翌日も私は保健室で漠然と過ごしていた。昼休みまで誰も訪れることはなく、ただひとりぼっちで。
 ガラガラッ!
 その静寂を忽然と断ち切るように引き戸の音が勢いよく鳴った。凄まじく速い足音が、一瞬にして緊迫とした空間を作り出す。
「何をしたの?」
 カーテンがバサッと激しく開けられ、責めたてるような言葉が胸を突き刺した。
 目の前にいたのは険しい顔をした、柚香ちゃんだった。その後には櫂冬くんと丘先生も立っている。ふたりとも蔑むような目で睨んできていた。
「えっと……どういうこと?」
 よくわからない。現状が掴めなくて。
 ただ何かが壊れるような音が遠くから聞こえた気がした。
「しらばくれないで!」
 柚香ちゃんはそう怒鳴って私の頰をバシン!と叩いてきた。頭から冷水を浴びせられたような衝撃に襲われる。
「やめて、一応ケガ人よ」
 丘先生は両腕を組んでご機嫌斜めであった。庇われているのか否か、それすらもよくわからない。
「だって許せませんよ!絶対に」
 柚香ちゃんは強く拳を握りしめている。爪が皮膚に食い込みそうなくらいに。
「そうね、先生も気に入らないわ」
「僕も裏切られた気分だ!」
 チンプンカンプンな中、冷徹な言葉が次々と心を刺していく。
「あたしはせっかくプロットを書いたのに、椋翔くんは来てなかった!」
 たぶん、図書室にいなかったのだろう。いや、そんなわけない。椋翔くんは最初から静かな場所を好んでいる感じがあったし。そこでずっと小説を書いていたし。
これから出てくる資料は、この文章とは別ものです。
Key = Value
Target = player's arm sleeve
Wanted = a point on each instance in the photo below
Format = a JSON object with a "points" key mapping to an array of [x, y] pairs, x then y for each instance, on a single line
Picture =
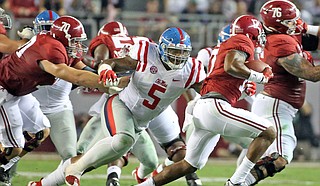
{"points": [[204, 56], [310, 42]]}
「それで家に電話したの。母親が出たの。『もう誰とも筆談すらしたくない』と椋翔くんがメモ帳に書いてたって言ってきたの」
 あの椋翔くんが?あんなに私に優してくれたのに。でも彼らしい気もする。『静かにしないと追い出す』なんて筆談で柚香ちゃんと櫂冬くんを突き放したことがあったからから。
 椋翔くんは自分から筆談してきた。いつだって私に対してはそうだった。運命的なものを感じたのは嘘だったのだろうか。
「椋翔が1番関わっていたのは虹七さんだ。だから虹七さんが何かしたに違いないんだよ!」
 3人の声が私を矢継ぎ早に責めたてる。頭には無数のクエスチョンマークが浮かび、困難なラビリンスを彷徨い、やがてショートした。
 私はただ過去を打ち明けただけ。椋翔くんは優しく受け止めてくれた気がした。だから何も悪くないはず。こんなこと、ありえないはず。
 原因を教えてよ、顔だけイケメンのクズ野郎!大嫌いだ。椋翔くんなんか。
「最低!もう、絶交だよ!虹七ちゃん、大嫌い!」
「僕も絶交だ!仲良くなれると思うなんて信じて任せたのに、こんなことになるなんて」 
 そう吐き捨て、踵を返し振り向くことなく出ていく柚香ちゃんと櫂冬くん。ふたりの背中は動けない私に追えるわけがなく、激しい足音が壁越しに響くだけであった。「一生のお願いって、頼んだ先生も悪かったと思う。でもこれだけは言っとく」
 あからさまにため息をつきながら丘先生は前置きした。
「あなたのお父さん、精神科医でしょ?先生は高校の同級生で仲良くしてた。今でも連絡を取り合っている仲よ。結婚も付き合いもしてない、親友。その娘が虹七ちゃんだからもしかしたら椋翔くんを助けられるかもって思ったの」
「えっと……話が全然わかんないです」
 父さんはいつも死んでいるような顔をしていた。なのに親友がいたなんて話は初耳だ。でも、そうか。だから父さんは私を迎えにきたとき目を見開いてたんだと点と点が繋がったような感覚がする。
 問題はそのあとだ。その娘が私だから椋翔くんを助けられる?そんなの無理に決まっている。だって、私と椋翔くんの間には高くて分厚い壁が立ちはだかっているから。血が繋がっているからって、当てつけみたいにしやがって。
「先生はあくまで保健室の先生。だから一人の生徒の詳しい説明はできないの。プライバシーは守らなきゃだし。そういうことで、図書室登校をすすめたのも後悔している」
 苦虫を噛み潰すみたいに歯をくいしばって丘先生は吐き捨てた。
「私が……何をしたって、言うんですか?」
「それぐらい、自分の記憶に聞きなさい」
 心も友人関係も先生との信頼関係も一気に狂った。スクランブルエッグみたいに黄身とか白身とか関係ないくらいにぐちゃぐちゃになった。
 そのあとはもう、ただひたすら泣くしかなかった。もどかしくて、どうしようもない気持ちが頭の中でぐるぐると渦を巻いていた。